In an interview with
NTV that aired on Sunday, Odinga said a process for compensation is underway
and will begin “shortly,” as families of those
killed and injured—mostly by police—during the demos continue to demand justice.
“On the issue of
compensation… shortly, you're going to see what is going to happen; the
compensation is going to start,” Odinga said.
When pressed on how
the government plans to fund the initiative, given that the 2025/26 national
budget contains no line item for protest victim compensation, Odinga claimed the
Contingencies Fund will be used.
“There’s always the
provision of contingencies in the budgets. The contingency fund is available.
And I just want you to hold your horses. Shortly, there’s going to be
compensation; it is going to start. And we now have a task force to deal with
it,” he said, without providing further details.
The families of those killed during last
year’s demos have been
calling for the prosecution of police officers and their commanders,
as well as an inquiry into the destruction of property and infiltration of the
protests by so-called hired goons.
Odinga, who allied
with Ruto last year after leading similar demos as the de facto opposition
chief since he lost the 2022 presidential race, has repeatedly made the case for reparations.
“We should compensate families of those who died and those injured so
that we can have closure to this chapter of our national history. We want
Kenyans to live in peace and unity,” he said
during this year’s Madaraka Day celebrations in Homa Bay, which Ruto also attended.

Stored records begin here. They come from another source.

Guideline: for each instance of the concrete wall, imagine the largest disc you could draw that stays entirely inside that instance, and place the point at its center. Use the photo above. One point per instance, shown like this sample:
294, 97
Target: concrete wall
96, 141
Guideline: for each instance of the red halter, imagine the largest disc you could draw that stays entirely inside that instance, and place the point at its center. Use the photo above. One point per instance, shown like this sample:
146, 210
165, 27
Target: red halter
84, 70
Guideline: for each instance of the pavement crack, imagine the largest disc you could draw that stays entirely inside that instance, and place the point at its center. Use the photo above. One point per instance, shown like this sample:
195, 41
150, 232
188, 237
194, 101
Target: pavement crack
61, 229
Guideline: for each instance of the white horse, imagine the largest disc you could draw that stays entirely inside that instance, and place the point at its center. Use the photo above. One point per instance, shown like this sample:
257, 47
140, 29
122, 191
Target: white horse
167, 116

The President has never openly spoken on
the issue, and Odinga's latest comments
mark the first concrete signal from political leadership on reparations being
considered.
Even so, it remains
unclear how soon compensation would begin or how much affected families would
receive.
For the recent demos
in honour of those killed in last year’s June 25 anti-finance bill
protests, Interior Cabinet Secretary Kipchumba
Murkomen has ruled out any chance of the state compensating those whose
property was looted or vandalised.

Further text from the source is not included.